Published in Flash: The International Short-Short Story Magazine 10.1 (April 2017) and nominated for the Pushcart Prize.

Places I Imagine My Wife

The wooded hiking trails just outside of town, pushing Evan’s stroller beside Prince and Duchess and breathing deep the thawing air of the now-blooming mountains; the grocery store, choosing the least-wilted head of lettuce by picking up every single one; watching pedestrians through her classroom window between periods, her chin resting in her hand as the middle-schoolers noisily take their seats; 6th floor of the hospital, just once every few weeks for treatments that plenty of people live to laugh about; on her bright purple beach towel, sprawled with a drunk smirk like when we visited California our first Spring Break together, wearing the aviator sunglasses she found in that frothy water; smiling in her favorite dress—the blue one with little flowers printed on it—at our first-date restaurant, which was torn down just last year; our bed, in a wheezing sleep, her cheekbones more apparent and her hair thinner, the color greyed and mousey; the driver’s seat of that rusted Chevy pick-up she drove until Evan was born, wearing those same aviators, no longer a joke, as she leans one arm out the open window and squints against the sun; the back porch of our first apartment, a beer in one hand and a cigarette in the other as she laughs her way through a joke while Prince and Duchess—puppies then—both look at her sideways; Evan’s nursery, watching him with sunken eyes as he naps despite Duchess’s constant low whine in Prince’s absence; everywhere, anywhere, until eventually, inevitably, her pale face over satin, that same blue dress and those dark eyelashes pulled together, her face fading behind endless flower arrangements and weepy relatives and refrigerated casseroles, waning from the bedroom and the nursery and the yard but also becoming more solid—somehow realer than before, the textures more vibrant, the colors truer than when we were together—on the golden beach, across the table at our restaurant, jogging the trails on the mountain with Prince at her side, while behind them dogwoods sprout pastel buds and bright wildflowers at their feet splash open in bloom.

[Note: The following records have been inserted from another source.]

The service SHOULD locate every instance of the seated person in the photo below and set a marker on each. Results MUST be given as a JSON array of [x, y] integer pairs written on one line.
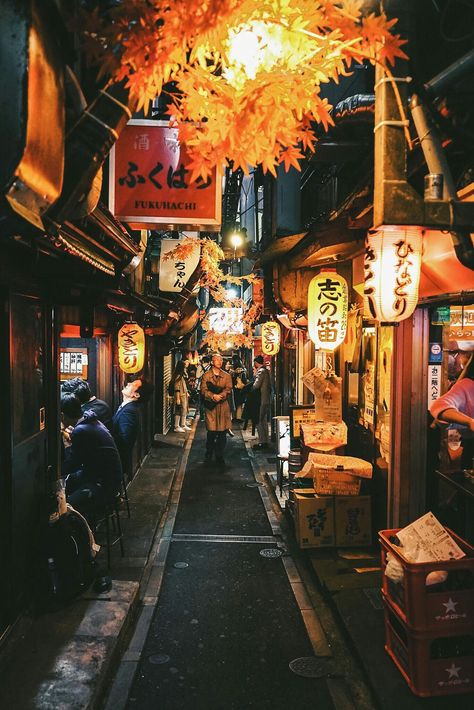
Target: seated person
[[126, 420], [88, 401], [91, 465]]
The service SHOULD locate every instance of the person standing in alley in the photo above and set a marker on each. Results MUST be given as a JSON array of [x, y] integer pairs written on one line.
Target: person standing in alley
[[216, 385], [179, 387], [126, 420], [263, 384], [456, 407]]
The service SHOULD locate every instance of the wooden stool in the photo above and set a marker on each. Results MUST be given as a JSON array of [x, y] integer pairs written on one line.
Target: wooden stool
[[110, 514]]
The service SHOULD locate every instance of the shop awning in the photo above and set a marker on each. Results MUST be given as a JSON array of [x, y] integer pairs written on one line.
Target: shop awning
[[442, 274], [98, 239], [279, 247]]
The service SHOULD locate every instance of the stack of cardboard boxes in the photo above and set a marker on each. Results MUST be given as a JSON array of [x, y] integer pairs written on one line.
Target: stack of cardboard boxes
[[332, 520]]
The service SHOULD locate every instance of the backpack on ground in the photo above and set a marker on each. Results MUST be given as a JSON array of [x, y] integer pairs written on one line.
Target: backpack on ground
[[67, 557]]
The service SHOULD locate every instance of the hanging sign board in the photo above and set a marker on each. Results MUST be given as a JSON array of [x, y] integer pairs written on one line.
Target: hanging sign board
[[300, 414], [441, 315], [369, 393], [434, 383], [226, 320], [436, 353], [328, 397], [150, 184], [175, 273]]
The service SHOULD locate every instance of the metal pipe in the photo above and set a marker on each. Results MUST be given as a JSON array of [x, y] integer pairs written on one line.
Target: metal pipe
[[436, 85]]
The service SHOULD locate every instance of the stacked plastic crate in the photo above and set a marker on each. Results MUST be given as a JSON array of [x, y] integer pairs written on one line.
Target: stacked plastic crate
[[429, 628]]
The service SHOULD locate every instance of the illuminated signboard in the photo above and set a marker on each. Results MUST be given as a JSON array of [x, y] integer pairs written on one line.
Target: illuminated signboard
[[150, 184], [226, 320]]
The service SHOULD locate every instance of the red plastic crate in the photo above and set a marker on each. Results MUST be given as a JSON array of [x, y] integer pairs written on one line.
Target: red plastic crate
[[412, 653], [421, 607]]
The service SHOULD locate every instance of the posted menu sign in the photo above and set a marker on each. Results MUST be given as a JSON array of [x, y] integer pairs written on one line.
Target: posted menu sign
[[150, 184]]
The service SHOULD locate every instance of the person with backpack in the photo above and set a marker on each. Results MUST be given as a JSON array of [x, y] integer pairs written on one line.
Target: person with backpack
[[239, 382], [91, 466], [179, 387]]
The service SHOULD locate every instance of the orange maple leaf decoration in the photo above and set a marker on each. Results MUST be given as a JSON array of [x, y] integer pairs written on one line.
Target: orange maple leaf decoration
[[214, 279], [228, 109]]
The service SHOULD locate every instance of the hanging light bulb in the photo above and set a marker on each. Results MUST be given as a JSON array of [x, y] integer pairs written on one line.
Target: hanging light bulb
[[392, 268], [327, 309]]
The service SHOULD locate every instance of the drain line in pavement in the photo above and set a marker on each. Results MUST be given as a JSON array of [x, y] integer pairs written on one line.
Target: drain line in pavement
[[119, 692], [313, 626]]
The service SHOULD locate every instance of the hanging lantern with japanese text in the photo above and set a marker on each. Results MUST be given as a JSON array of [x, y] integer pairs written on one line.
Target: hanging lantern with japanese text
[[270, 338], [327, 309], [131, 347], [392, 268]]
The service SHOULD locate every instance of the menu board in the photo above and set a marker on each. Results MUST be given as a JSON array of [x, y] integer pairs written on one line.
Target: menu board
[[301, 414], [73, 362]]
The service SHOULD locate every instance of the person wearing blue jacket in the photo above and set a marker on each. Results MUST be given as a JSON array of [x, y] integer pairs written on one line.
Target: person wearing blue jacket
[[91, 466], [126, 420]]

“Hunker down close to the Earth,”

Published in RED INK: International Journal of Indigenous Literature, Arts, & Humanities (Spring 2017).

Hunker down close to the Earth,

knees bent and thighs taut,
to speak without being heard:
she can catch your tired secrets,
she will keep and protect them,

bury them deep in her caves to sprout new life
like crystals gleaming on rough rock,
like blind salamanders in a dark puddle
long forgotten by the outside world.